Wednesday, November 6

Beverly Hills residents come to Latino neighborhoods to get vaccinated

Residents of Beverly Hills and West Los Angeles get vaccinated in the mobile clinics with which county Health authorities try to bring vaccines to Latino residents of neighborhoods of working families.

Supervisor Hilda Solís declared herself very upset to learn that at a vaccination event open to the public at the Ramona Gardens Residential Project for low-income families in Boyle Heights, a person from Beverly Hills was found, and It was not the only one.

The county sent a mobile vaccination module to that housing center with some 600 vaccines for the elderly of 65 years with the intention of reaching mainly Latinos who reside in the area and have found it difficult to get vaccinated.

But Supervisor Solís said she was “very alarmed to hear that people (who do not live in the project) had gained access to the code that had been released for just a few hours before the clinic was installed. ”

With the barcode provided by the state Department of Health, residents of other areas where these vaccines were not intended were obtained appointments through the internet portal that the state activated for that purpose.

Solís, president of the Council of Supervisors, denounced that people who sneak from wealthy areas to assigned mobile clinics for neighborhoods of working families, not only do they manage to make an appointment, but “somehow they were able to get in line before the people for whom the event was intended.”

That problem It had previously been seen at events in clinics and mobile modules in South and East Los Angeles, and even District 4 Supervisor Janice Hahn urged understanding.

Hahn said many Los Angeles County residents are fearful of the pandemic, despair, and wish they could get it. r vaccines as soon as possible, but distribution is insufficient for everyone.

However, residents of the west of the city of Los Angeles do have many advantages to get vaccinated over the inhabitants of low-income neighborhoods.

The medical director of the Monseñor Oscar Arnulfo Romero Community Clinic, Dr.
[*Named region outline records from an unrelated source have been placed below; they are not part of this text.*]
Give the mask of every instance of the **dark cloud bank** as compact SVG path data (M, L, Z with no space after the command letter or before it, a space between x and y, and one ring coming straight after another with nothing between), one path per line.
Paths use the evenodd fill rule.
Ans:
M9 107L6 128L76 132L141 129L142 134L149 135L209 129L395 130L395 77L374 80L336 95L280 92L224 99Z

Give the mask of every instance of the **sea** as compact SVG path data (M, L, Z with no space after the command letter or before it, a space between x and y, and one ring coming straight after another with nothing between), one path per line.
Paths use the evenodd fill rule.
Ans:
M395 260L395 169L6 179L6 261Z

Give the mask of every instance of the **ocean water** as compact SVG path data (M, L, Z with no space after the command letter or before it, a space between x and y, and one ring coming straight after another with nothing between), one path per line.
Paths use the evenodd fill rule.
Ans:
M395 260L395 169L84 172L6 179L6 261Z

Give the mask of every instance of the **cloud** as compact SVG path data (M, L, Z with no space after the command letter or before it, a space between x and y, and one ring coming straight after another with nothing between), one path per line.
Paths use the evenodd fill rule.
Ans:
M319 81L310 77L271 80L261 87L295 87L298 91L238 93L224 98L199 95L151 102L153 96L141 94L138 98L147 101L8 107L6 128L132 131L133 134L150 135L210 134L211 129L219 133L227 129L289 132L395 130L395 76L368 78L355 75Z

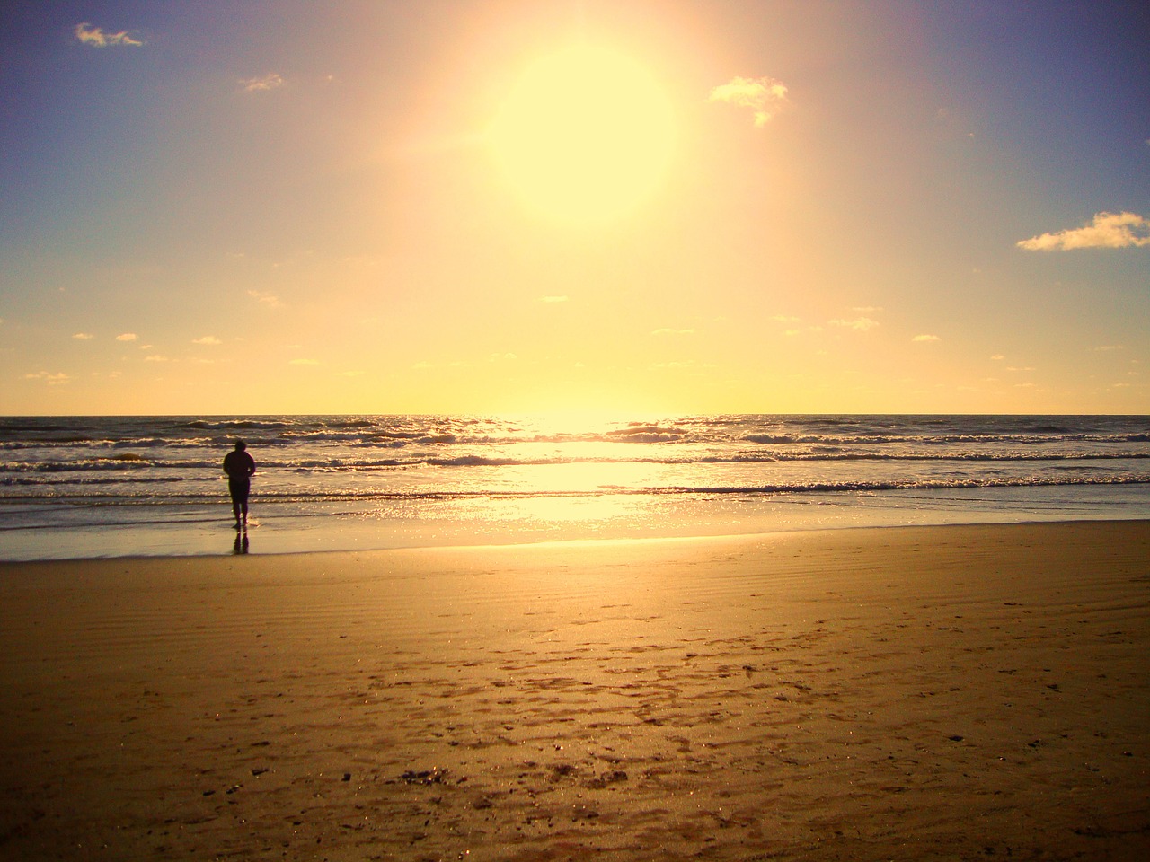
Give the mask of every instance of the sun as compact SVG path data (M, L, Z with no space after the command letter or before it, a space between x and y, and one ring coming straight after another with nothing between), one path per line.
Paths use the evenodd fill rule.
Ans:
M670 101L631 57L574 45L531 63L488 130L496 162L534 209L613 221L659 185L674 149Z

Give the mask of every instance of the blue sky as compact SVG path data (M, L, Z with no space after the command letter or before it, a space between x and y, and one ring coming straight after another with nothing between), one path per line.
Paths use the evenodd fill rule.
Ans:
M1150 413L1148 37L1105 2L8 3L0 411ZM669 106L645 185L593 110L536 179L500 159L575 44L623 61L565 72L590 105Z

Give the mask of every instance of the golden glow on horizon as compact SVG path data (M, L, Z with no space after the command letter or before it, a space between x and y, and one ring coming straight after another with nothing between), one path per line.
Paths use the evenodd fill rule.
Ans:
M637 62L575 45L532 63L488 130L496 161L531 207L568 223L614 218L662 179L670 102Z

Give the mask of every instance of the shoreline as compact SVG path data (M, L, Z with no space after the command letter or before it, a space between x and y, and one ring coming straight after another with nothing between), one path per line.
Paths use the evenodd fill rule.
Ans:
M1150 522L0 564L0 849L1143 859Z
M868 513L875 515L874 511ZM852 514L853 521L834 518L822 521L815 518L782 519L761 517L757 523L745 525L743 530L729 532L729 526L720 521L699 521L692 524L677 524L664 529L643 530L608 530L584 531L570 530L558 533L531 532L507 529L503 533L486 532L486 541L474 542L468 538L474 531L457 530L446 536L430 530L420 532L397 532L394 528L381 526L376 522L345 522L327 533L320 532L314 524L302 519L289 528L283 528L275 521L261 523L256 515L251 529L237 531L230 517L210 521L210 528L201 524L190 532L186 524L147 524L137 526L106 528L49 528L49 529L10 529L0 531L0 539L7 545L0 554L0 567L28 562L82 562L98 560L162 560L171 557L212 559L237 555L297 555L297 554L338 554L371 553L377 551L414 551L420 548L481 548L481 547L516 547L520 545L580 544L599 541L665 541L675 539L738 539L760 536L777 536L790 533L833 533L854 530L913 530L953 526L1023 526L1033 524L1109 524L1109 523L1150 523L1150 517L1143 513L1129 517L1072 517L1053 518L1034 516L1020 519L1011 513L971 513L958 511L942 514L934 510L897 510L902 519L892 519L879 513L867 519ZM166 536L166 530L171 534ZM246 540L246 541L245 541ZM267 549L270 545L271 549ZM64 551L61 551L61 547ZM46 548L52 548L47 551ZM102 549L93 552L92 548ZM140 548L150 548L141 551ZM86 549L86 551L85 551ZM75 554L67 555L75 551Z

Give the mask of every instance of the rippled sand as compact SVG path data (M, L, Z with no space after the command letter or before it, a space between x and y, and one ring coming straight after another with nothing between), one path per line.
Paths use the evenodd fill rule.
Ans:
M1150 853L1150 523L0 565L0 857Z

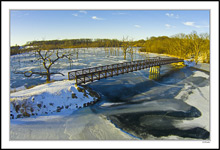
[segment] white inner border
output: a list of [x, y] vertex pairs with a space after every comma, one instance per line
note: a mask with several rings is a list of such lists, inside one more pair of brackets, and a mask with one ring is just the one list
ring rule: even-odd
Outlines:
[[[1, 2], [1, 142], [2, 148], [218, 148], [219, 138], [219, 2]], [[210, 141], [9, 141], [9, 10], [210, 10], [211, 140]]]

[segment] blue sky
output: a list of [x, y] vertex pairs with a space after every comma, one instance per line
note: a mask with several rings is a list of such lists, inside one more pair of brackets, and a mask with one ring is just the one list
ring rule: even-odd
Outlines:
[[11, 45], [34, 40], [209, 33], [208, 10], [10, 10]]

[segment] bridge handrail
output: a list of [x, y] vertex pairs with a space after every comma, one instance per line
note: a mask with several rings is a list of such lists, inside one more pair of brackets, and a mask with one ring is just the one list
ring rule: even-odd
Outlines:
[[[89, 71], [89, 72], [86, 72], [86, 73], [94, 73], [94, 72], [97, 72], [97, 68], [102, 68], [101, 70], [99, 70], [99, 71], [106, 71], [106, 70], [108, 70], [108, 69], [113, 69], [113, 68], [108, 68], [109, 66], [114, 66], [114, 65], [122, 65], [122, 66], [119, 66], [120, 68], [121, 67], [126, 67], [127, 66], [127, 64], [128, 63], [130, 63], [130, 65], [136, 65], [136, 64], [138, 64], [138, 63], [151, 63], [151, 62], [158, 62], [158, 60], [160, 60], [160, 61], [167, 61], [167, 62], [169, 62], [169, 61], [174, 61], [174, 60], [180, 60], [180, 61], [182, 61], [182, 59], [178, 59], [178, 58], [160, 58], [160, 57], [151, 57], [151, 58], [149, 58], [149, 59], [145, 59], [145, 60], [136, 60], [136, 61], [132, 61], [132, 62], [123, 62], [123, 63], [117, 63], [117, 64], [110, 64], [110, 65], [104, 65], [104, 66], [96, 66], [96, 67], [89, 67], [89, 68], [85, 68], [85, 69], [78, 69], [78, 70], [74, 70], [74, 71], [69, 71], [68, 72], [68, 74], [70, 74], [70, 73], [76, 73], [76, 72], [82, 72], [81, 74], [79, 74], [78, 73], [78, 75], [82, 75], [83, 74], [83, 72], [85, 72], [85, 71]], [[105, 69], [103, 69], [103, 68], [105, 68]], [[92, 71], [91, 72], [91, 70], [93, 70], [94, 69], [94, 71]], [[116, 68], [114, 68], [114, 69], [116, 69]]]

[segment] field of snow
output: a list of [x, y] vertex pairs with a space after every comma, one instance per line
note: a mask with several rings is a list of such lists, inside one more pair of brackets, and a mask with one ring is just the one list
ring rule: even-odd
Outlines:
[[73, 81], [45, 83], [11, 93], [10, 116], [11, 119], [17, 119], [60, 112], [67, 115], [97, 100], [98, 97], [91, 96], [89, 91], [74, 86]]

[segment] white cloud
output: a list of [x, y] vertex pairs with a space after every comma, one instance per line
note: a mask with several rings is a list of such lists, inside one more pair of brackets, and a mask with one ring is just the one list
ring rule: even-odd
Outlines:
[[170, 28], [170, 27], [171, 27], [171, 25], [169, 25], [169, 24], [165, 24], [165, 27]]
[[176, 18], [176, 19], [179, 18], [179, 15], [174, 15], [174, 14], [172, 14], [172, 13], [166, 13], [165, 15], [168, 16], [168, 17], [170, 17], [170, 18]]
[[73, 16], [75, 16], [75, 17], [77, 17], [78, 16], [78, 14], [72, 14]]
[[116, 12], [116, 13], [112, 13], [113, 15], [127, 15], [127, 13], [123, 13], [123, 12]]
[[80, 10], [79, 12], [83, 13], [83, 14], [87, 14], [87, 11], [85, 11], [85, 10]]
[[92, 19], [93, 19], [93, 20], [104, 20], [103, 18], [98, 18], [98, 17], [96, 17], [96, 16], [92, 16]]
[[183, 22], [184, 25], [186, 26], [195, 26], [195, 22]]
[[140, 26], [140, 25], [137, 25], [137, 24], [136, 24], [136, 25], [134, 25], [134, 26], [135, 26], [136, 28], [141, 28], [141, 26]]
[[209, 26], [201, 26], [201, 25], [195, 25], [195, 22], [183, 22], [184, 25], [186, 26], [191, 26], [191, 27], [195, 27], [195, 28], [208, 28]]
[[165, 24], [165, 27], [166, 27], [167, 29], [176, 28], [176, 26], [172, 26], [172, 25], [170, 25], [170, 24]]

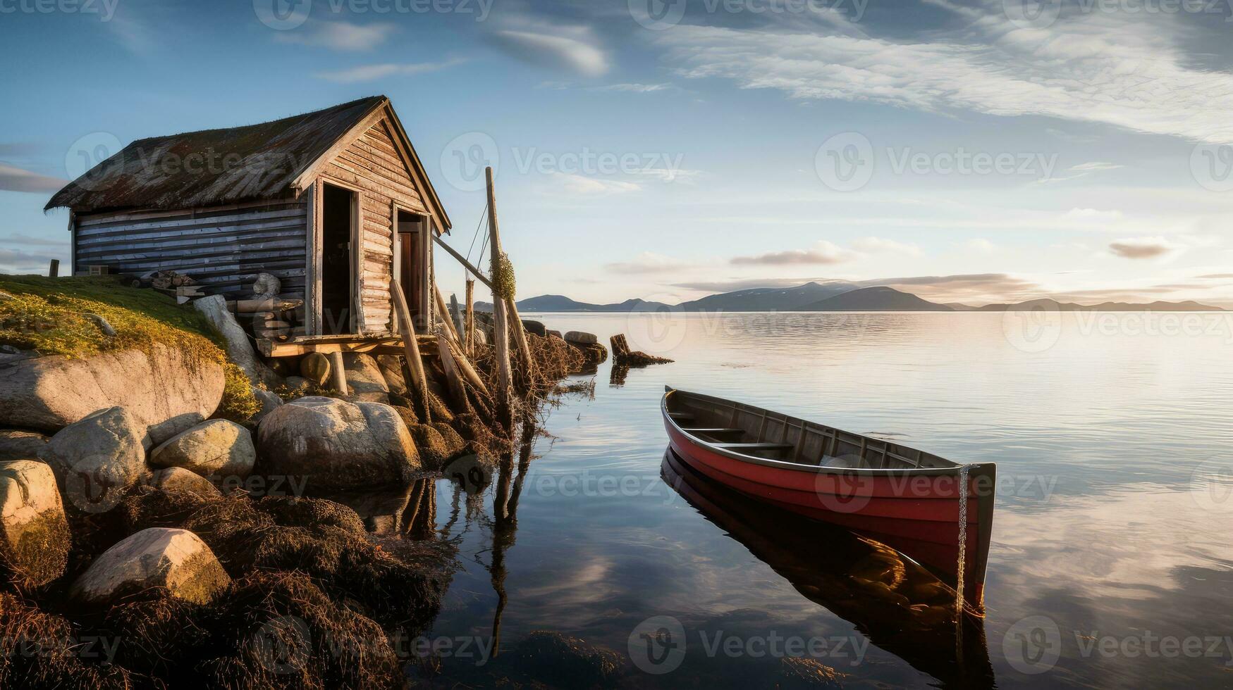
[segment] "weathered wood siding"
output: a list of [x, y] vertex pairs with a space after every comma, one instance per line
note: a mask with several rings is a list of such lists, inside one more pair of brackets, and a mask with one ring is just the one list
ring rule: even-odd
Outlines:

Don García, told Real America News that many residents of low-income neighborhoods lack technological and economic resources, which puts them at a disadvantage compared to residents and hospitals in the west of the city.

“Most of our patients do not have their own vehicle, they have to use transport public to move; so asking them to go to the stadium or distant vaccination centers, for them implies long trips and a lot of time “, said Dr. García.

” Most of them are essential workers, who do not they can stop working and spend a whole day going to a place to try to get the vaccine, “said the doctor. Many of them are not allowed to be absent either.

On the other hand, there are undocumented patients and residents who, despite the fact that the Health authorities insist that they can be vaccinated without fear, like any other another resident, they are still afraid.

Additionally, now that the vaccines are applied in the phase of people older than 65 years, Dr. García says that few Latino immigrants of that age use cell phones and even fewer know how to navigate online to enter the state portal to make appointments to be vaccinated.

García said that it is, for the most part, a community that lacks internet, even lacks the resources to pay for that service.

Supervisor Solís said that this is “again a situation in the one that the lack of internet access puts people at a disadvantage. ”

He acknowledged that“ there are those who do not have the capacity to sit at home and work on the internet because they have to go out go and work to put food on the table. It reminds me that this is a society of inequality and, I hate to say it, but of discrimination. ”

The supervisor said that she expected the The problem of people who take advantage and get vaccinated outside their sector must be corrected before the county starts a more extensive plan.

The director of Health in the county, Bárbara Ferrer , said this week that the number of places used as vaccination modules will be expanded to reach a more needy population.

On the other hand, when answering a question precisely about the displacement of wealthy neighborhood residents in search of vaccines in working-family neighborhoods, Governor Gavin Newsom said he will order that instead of clinic or module barcodes being used, the state provide personal or individual barcodes.

The governor did not say, however, if the change will take time.